Your husband, your friends feel, that you "look up." You are an educated adult.... with children and a career but for some reason you don't have the attention span to look at a ball? "Joan you you looked up…you need to keep your head down……" (Grrrrrrrrrr…….why did I marry this man?) I am amazed that more women don't pull an Elin Woods at this point. =)
This cycle goes on forever. The answer? As long as you think "I am looking up" and "Keep my head down " it's never going to get any better. How about that? I am not being helpful so far? …read on.
So when you teach a child to ride a bike at some point you plant a foot in the ground and push and the bike and your child goes forwards. Right? Success. You are planted on the ground and it has wheels so off your child goes to skin her knees. It's Newtons 1st. "An object at rest will remain at rest unless acted on by an unbalanced force. " That little golf club of yours that seems like nothing in your hands ….when it's going 90 miles an hour it acts like the ground and you act like the bike and forces you and your head up. (At least on the golf course you don't skin your knees. =)
Trying to hold your head down or trying to do some simple mechanical thing will never overcome that the club is too "heavy " and is pushing you up and out of the shot. Until you change the real cause you will always be getting pushed around.
Thin to win?" Nope. That's a bunch of crap. Thin means your clubs act "heavy" and you missed it.

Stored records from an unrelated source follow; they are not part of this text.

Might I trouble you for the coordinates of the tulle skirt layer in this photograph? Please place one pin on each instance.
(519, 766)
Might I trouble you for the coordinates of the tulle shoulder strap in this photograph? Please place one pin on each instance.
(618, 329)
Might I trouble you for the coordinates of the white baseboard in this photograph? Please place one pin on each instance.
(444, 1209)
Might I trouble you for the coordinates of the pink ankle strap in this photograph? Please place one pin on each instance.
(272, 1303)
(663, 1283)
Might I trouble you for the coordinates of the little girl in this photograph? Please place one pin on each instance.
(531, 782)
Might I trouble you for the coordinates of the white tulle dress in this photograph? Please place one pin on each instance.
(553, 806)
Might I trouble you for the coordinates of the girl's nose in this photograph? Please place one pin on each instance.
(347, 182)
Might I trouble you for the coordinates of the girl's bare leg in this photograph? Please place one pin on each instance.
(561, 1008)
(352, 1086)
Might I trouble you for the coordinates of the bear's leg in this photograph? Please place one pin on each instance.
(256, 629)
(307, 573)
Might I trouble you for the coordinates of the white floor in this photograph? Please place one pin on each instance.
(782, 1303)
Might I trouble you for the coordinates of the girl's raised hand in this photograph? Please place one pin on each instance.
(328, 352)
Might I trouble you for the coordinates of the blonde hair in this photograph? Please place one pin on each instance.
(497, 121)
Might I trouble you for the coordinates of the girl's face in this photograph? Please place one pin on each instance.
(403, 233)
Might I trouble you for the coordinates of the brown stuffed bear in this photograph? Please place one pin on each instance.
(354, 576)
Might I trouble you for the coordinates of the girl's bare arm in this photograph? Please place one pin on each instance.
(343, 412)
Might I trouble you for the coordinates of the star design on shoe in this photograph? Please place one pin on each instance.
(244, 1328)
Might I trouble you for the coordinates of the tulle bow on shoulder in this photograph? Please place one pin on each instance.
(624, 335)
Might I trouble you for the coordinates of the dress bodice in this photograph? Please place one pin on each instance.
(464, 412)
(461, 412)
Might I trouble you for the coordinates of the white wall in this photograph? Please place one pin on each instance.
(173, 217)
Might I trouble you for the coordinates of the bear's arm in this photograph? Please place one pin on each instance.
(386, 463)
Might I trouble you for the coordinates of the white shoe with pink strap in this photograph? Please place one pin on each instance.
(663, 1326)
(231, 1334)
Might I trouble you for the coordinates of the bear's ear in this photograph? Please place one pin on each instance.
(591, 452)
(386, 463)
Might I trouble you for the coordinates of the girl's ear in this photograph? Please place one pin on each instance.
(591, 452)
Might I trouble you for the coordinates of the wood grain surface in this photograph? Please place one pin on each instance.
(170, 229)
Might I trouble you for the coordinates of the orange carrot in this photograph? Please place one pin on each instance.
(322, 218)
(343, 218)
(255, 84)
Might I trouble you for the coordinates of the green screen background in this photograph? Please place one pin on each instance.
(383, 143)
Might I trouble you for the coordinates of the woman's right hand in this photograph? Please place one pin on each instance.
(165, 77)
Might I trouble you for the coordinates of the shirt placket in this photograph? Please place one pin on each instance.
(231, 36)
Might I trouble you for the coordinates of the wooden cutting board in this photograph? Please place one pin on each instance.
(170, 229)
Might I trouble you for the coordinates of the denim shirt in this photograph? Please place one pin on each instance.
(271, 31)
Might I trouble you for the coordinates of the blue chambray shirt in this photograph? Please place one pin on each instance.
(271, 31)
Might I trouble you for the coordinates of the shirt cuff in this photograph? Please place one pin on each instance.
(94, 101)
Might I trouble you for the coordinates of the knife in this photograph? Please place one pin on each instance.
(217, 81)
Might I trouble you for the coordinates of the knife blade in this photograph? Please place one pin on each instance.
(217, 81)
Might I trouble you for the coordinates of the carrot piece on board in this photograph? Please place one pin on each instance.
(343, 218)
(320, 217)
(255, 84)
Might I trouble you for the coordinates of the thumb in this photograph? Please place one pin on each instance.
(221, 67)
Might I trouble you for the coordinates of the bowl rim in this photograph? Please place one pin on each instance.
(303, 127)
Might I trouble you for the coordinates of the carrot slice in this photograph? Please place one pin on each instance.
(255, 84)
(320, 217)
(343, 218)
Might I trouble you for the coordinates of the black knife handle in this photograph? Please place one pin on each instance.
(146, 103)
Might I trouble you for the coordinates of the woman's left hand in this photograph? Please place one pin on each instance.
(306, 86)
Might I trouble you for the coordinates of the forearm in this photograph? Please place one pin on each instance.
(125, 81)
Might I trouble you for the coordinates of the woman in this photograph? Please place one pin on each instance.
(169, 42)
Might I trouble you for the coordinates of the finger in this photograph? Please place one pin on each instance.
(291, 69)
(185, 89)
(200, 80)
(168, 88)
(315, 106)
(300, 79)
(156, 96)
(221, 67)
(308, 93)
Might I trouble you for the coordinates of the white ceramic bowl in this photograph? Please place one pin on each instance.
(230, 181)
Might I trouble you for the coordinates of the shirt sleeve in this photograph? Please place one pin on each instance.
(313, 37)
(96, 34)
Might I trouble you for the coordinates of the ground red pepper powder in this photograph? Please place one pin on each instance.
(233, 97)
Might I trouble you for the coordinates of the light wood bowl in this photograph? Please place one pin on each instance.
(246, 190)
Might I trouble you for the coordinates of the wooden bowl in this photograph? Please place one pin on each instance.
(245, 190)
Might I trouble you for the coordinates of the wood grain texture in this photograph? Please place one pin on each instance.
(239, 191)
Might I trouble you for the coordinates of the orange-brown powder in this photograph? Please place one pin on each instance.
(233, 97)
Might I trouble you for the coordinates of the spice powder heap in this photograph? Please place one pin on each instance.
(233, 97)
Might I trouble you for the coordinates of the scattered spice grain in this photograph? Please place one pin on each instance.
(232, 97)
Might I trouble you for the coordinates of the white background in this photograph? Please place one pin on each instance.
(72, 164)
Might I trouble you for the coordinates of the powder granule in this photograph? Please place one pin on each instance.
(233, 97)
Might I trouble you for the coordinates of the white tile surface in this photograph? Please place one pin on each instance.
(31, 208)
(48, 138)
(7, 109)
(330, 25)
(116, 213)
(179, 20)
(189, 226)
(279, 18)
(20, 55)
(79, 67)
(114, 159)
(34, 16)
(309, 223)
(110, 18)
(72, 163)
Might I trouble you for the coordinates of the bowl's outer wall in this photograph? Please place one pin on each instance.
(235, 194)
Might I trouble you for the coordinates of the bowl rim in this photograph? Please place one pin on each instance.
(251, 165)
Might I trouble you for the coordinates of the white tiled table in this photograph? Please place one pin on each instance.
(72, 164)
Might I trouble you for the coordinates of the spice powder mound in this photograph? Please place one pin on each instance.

I keep saying "heavy." This is where clients usually object heartily with comments like "But last year I paid $200 for a lighter shaft in my driver!" Odds are that made your situation worse. "Heavy" doesn't mean gross weight but the way it swings. The way a club is assembled determines if it is heavy based on the location of the balance point. If a 320 gram driver is built one way it can be VERY heavy. The same 320 gram driver built differently can be light. All the golf club feels until it hits the ball is itself rotating around YOU.
You can experience this very simply. Take your driver and hold it in one hand horizontal to the ground and walk around the kitchen with it for a few minutes. Very heavy right? Now grip down about 6 inches and you reduce the balance point length. See how much lighter it is? That is the MOI getting less.
So. Lose all the things your husband has ever chirped at you about keeping your head down and do one these three things……
1)Have the club you are hitting adjusted for a lower balance point (which also makes it go faster.). If you don't want to change the total weight of the club then some weight needs to come out of the head and that amount of weight needs to get added to the grip end. This little move changes the center of balance so the club is MOI lighter and it works like a champ.
2)If you are afraid to pull weight out of the head then you can add a weight down the shaft but on the grip end of things to change that balance. Most players use the " Tour Lock Pro." To a point with most players this will add distance as the lighter feel makes you accelerate the club faster yet since the club weighs a little more it has more punch in it. Link at Tourlockgolf.com.
3)Swing "Bigger and smoother." There is a swing size for every club. This is why big dudes on tour like Vijay Singh and Ernie Els swing so smooth. If the size of your arc is too small then accelerating it late or in a small arc will blow you up out of the shot. That is why people hit chips and pitches thin. Too big is "fat" as you generate too much power for the club and it is "light" and gets driven into the ground.
Ok? It is simple to test if your clubs are heavy or light. Here is how you help the club repair guys. For starters every club is different. NEVER let someone treat/ adjust your clubs as a set. Depending upon how they are spined or glued together they will each react differently. What you can do yourself is a lie angle test hitting balls marked with a Sharpie. Draw a heavyish line on a range ball or your ball on the course and immediately set it up vertical and hit it. It should leave a mark on the face of your club. The location of the mark reveals the physics of the club. If it is low on the face the club is too heavy. If it is high on the face the club is light and you are driving it too deep into the ground. If it marks on the toe your club is too long (yes, too long) and if it marks heel side it is too short. If it marks all over your club is wonky and needs to be correctly spined.
Don't do the Elin Woods thing with your hubby btw....he's a good guy.